Equipped with the largest camera ever launched into space — a 95-megapixel array of charge-coupled devices (CCDs) — the Kepler telescope is able to detect the faint, periodic dimming of stars that planets cause as they pass by.

“If Kepler were to look down at a small town on Earth at night from space, it would be able to detect the dimming of a porch light as somebody passed in front,” according to Kepler project manager James Fanson.

This is no small feat.

“Trying to detect Jupiter-size planets crossing in front of their stars is like trying to measure the effect of a mosquito flying by a car’s headlight,” Fanson said.

“Finding Earth-sized planets is like trying to detect a very tiny flea in that same headlight.”

Kepler’s discoveries “may fundamentally alter humanity’s view of itself,” Jon Morse, astrophysics division director at the Nasa ‘s Washington headquarters, told a press conference last month.

“The planetary census Kepler takes will be very important for understanding the frequency of Earth-size planets in our galaxy and planning future missions that directly detect and characterize such worlds around nearby stars.”
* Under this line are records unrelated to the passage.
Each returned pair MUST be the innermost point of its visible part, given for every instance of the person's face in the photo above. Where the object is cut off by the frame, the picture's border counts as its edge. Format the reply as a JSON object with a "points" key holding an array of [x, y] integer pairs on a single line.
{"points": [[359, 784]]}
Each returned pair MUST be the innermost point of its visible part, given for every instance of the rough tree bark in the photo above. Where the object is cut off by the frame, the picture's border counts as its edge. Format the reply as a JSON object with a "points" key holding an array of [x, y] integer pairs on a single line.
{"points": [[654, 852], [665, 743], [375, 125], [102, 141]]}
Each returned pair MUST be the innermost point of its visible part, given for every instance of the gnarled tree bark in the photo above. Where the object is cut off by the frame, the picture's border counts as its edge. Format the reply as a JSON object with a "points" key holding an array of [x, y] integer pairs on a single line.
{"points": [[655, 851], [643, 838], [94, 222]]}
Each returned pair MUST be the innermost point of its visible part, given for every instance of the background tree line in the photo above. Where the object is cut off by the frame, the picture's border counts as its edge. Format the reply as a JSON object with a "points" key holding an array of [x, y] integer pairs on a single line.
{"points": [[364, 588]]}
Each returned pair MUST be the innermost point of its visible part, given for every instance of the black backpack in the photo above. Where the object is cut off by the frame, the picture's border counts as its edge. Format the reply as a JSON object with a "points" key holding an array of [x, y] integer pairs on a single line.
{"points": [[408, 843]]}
Ever since astronomers first turned their telescopes to the sky, humans have been searching for other planets. But the small size of planets compared to stars has complicated the task. Only eight planets have been found in our solar system — Pluto is now considered a mere planetoid.
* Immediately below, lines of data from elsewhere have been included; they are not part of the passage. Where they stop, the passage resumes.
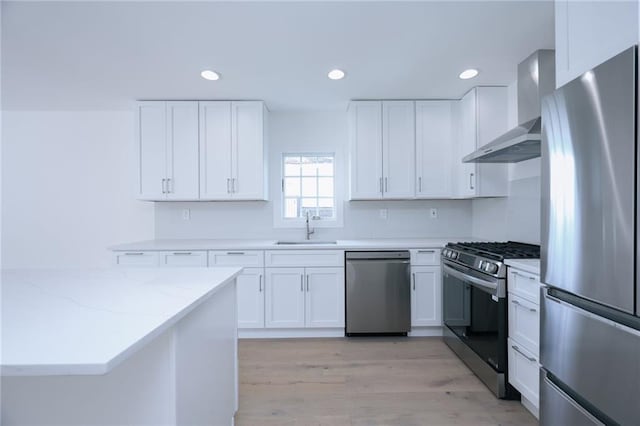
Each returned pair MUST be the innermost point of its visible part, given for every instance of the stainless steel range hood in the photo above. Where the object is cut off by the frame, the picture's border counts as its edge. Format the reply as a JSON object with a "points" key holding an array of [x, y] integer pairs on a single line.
{"points": [[536, 78]]}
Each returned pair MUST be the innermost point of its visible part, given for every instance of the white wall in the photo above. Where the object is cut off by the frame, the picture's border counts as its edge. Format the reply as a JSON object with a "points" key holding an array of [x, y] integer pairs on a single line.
{"points": [[67, 188], [313, 131]]}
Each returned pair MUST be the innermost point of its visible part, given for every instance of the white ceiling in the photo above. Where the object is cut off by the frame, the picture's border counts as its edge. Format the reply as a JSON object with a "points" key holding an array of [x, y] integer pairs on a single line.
{"points": [[70, 55]]}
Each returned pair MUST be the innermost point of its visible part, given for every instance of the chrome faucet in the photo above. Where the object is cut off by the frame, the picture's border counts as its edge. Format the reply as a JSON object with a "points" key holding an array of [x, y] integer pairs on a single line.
{"points": [[309, 230]]}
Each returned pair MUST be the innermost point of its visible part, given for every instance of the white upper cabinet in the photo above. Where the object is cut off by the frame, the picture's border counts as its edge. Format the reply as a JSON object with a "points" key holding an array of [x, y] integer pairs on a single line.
{"points": [[365, 138], [168, 150], [398, 149], [382, 149], [233, 150], [590, 32], [434, 148], [481, 117]]}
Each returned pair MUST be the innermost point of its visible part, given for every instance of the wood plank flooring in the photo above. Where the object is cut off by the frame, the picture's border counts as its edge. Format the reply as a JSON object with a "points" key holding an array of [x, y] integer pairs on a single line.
{"points": [[364, 381]]}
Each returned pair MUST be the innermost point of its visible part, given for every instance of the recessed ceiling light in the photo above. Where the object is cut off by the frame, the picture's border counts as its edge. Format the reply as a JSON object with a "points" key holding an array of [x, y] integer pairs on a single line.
{"points": [[210, 75], [336, 74], [467, 74]]}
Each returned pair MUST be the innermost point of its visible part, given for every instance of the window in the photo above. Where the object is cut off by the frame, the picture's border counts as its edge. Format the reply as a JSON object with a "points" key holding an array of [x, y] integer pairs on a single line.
{"points": [[308, 186]]}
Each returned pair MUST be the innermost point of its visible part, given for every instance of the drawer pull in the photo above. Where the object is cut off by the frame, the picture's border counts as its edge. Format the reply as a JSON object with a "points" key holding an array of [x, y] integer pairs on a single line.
{"points": [[523, 276], [517, 349], [515, 302]]}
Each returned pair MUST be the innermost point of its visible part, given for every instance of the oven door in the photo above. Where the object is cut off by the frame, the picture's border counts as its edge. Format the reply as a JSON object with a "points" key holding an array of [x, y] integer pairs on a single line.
{"points": [[475, 310]]}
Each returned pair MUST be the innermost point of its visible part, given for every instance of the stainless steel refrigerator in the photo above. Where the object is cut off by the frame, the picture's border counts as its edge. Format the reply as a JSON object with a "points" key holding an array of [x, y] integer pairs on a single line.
{"points": [[590, 313]]}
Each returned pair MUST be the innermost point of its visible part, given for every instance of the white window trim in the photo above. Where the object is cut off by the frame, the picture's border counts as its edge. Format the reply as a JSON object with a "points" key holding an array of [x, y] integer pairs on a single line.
{"points": [[280, 222]]}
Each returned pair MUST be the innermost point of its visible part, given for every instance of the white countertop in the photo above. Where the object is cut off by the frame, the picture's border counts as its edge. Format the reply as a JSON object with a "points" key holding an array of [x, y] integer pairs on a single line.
{"points": [[86, 321], [527, 265], [203, 244]]}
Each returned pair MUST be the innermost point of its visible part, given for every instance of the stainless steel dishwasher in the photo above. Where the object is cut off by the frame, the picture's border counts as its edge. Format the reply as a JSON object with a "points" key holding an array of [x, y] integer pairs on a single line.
{"points": [[378, 292]]}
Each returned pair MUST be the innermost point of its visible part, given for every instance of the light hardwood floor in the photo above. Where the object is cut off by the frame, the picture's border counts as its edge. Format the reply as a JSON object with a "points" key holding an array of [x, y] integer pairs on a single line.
{"points": [[364, 381]]}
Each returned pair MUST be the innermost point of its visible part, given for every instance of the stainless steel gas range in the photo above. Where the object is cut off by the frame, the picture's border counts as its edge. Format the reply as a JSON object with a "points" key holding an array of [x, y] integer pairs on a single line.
{"points": [[475, 307]]}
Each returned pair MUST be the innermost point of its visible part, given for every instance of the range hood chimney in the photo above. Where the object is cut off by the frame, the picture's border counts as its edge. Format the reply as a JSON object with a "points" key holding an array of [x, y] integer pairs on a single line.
{"points": [[536, 78]]}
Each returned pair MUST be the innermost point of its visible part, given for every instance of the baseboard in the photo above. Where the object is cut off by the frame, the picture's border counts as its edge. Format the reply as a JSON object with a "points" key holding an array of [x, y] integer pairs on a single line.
{"points": [[291, 333], [530, 406], [425, 331], [285, 333]]}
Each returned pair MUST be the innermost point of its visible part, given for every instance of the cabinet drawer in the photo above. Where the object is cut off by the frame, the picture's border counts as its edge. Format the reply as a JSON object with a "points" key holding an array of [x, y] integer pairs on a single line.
{"points": [[425, 257], [304, 258], [524, 372], [245, 258], [136, 258], [524, 285], [524, 323], [183, 258]]}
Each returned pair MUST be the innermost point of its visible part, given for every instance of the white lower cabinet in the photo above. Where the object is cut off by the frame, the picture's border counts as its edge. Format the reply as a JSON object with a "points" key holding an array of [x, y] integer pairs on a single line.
{"points": [[524, 335], [304, 297], [524, 372], [426, 298], [250, 287]]}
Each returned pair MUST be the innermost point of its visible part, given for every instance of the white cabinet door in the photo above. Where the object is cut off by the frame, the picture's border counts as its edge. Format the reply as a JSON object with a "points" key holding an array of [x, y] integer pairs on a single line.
{"points": [[284, 297], [434, 149], [590, 32], [398, 153], [215, 150], [183, 258], [250, 287], [152, 150], [426, 297], [324, 304], [182, 151], [466, 173], [248, 151], [365, 140]]}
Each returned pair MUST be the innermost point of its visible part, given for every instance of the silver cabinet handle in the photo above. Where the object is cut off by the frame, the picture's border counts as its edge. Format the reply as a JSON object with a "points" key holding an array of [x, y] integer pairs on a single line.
{"points": [[523, 276], [515, 302], [517, 349]]}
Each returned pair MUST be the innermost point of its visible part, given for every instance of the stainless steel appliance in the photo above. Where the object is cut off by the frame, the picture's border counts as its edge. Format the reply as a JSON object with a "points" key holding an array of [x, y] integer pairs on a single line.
{"points": [[590, 311], [474, 289], [536, 79], [378, 292]]}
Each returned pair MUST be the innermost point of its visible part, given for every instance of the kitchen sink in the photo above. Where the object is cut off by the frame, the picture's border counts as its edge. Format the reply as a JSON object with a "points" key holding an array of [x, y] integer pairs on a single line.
{"points": [[309, 242]]}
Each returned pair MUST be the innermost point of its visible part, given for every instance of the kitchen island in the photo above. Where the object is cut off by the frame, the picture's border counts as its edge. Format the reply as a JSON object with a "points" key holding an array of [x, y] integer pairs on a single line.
{"points": [[119, 346]]}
Since 1995, some 337 planets have been found orbiting around stars outside our solar system, but they are all bigger than Earth and do not have Earth-like conditions that make life possible.

The French-led COROT satellite, which has been in orbit since 2006, has already discovered the smallest extraterrestrial planet so far. At a little over twice the Earth’s diameter, the planet is very close to its star and very hot, astronomers reported earlier this month.

Astronomer Debra Fischer at San Francisco State University said that Nasa’s mission is a cornerstone in understanding what types of planets are formed around other stars.

Information that Kepler will help compile, she said, “will help us chart a course toward one day imaging a pale blue dot like our planet, orbiting another star in our galaxy.”